There was barely a breeze as their boat sliced through the lagoon. Venice could never disappoint. Raul had been right. It heightened the emotions, and today Lydia’s happiness was turning to elation.
In a place of which she had only dark memories suddenly everything was bright, and so she looked over to him and offered a suggestion.
‘Maybe you should go back, Raul.’
He did not respond.
They docked in Murano, the Island of Bridges, and Raul took her hand to help Lydia off the boat. The same way as he had last night in Rome, he didn’t let her hand go.
And in a sea of shorts and summer tops and dresses Lydia was overdressed.
For once she cared not.
They walked past all the showrooms and turned down a small cobbled street. Away from the tourists there was space to slow down and just revel in the feel of the sun on her shoulders.

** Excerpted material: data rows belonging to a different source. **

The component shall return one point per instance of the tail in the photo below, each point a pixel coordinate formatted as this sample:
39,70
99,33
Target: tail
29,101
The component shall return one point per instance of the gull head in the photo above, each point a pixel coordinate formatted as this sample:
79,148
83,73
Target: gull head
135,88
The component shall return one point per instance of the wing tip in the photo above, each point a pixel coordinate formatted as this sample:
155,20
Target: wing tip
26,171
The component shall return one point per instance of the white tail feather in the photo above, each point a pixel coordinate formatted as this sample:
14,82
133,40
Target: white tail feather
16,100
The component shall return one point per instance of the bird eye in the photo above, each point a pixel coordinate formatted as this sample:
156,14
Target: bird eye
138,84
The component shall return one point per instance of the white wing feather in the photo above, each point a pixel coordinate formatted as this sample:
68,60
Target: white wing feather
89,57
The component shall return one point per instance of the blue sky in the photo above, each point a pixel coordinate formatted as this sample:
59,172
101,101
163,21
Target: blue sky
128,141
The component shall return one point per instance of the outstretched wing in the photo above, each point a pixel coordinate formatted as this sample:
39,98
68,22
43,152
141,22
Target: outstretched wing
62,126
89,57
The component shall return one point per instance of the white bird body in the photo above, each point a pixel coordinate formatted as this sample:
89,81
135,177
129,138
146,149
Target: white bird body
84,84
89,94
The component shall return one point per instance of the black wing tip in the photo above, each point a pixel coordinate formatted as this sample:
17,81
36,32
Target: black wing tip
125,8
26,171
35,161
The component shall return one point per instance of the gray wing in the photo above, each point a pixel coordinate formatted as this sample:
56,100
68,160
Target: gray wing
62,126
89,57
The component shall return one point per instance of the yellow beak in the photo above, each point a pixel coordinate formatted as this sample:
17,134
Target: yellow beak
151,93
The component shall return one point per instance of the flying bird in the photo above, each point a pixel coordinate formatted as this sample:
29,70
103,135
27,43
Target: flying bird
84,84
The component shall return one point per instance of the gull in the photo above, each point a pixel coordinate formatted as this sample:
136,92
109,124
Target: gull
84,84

‘I know someone who has a studio here,’ Raul said.
He did not explain that often in the mornings Silvio was at Raul’s favourite café, and they would speak a little at times. And neither did he explain that he had taken Silvio up on a long-standing offer—‘If you ever want to bring a friend...’
Raul had never envisaged that he might.
Oh, he admired Silvio’s work—in fact his work had been one of the features that had drawn Raul to buy his home.
He had never thought he might bring someone, though, and yet she was so thrilled to be here, so lacking in being spoilt...
‘Silvio is a master glassmaker,’ Raul explained. ‘He comes from a long line of them. His work is commissioned years in advance and it’s exquisite. There will be no three-legged ponies to tempt you.’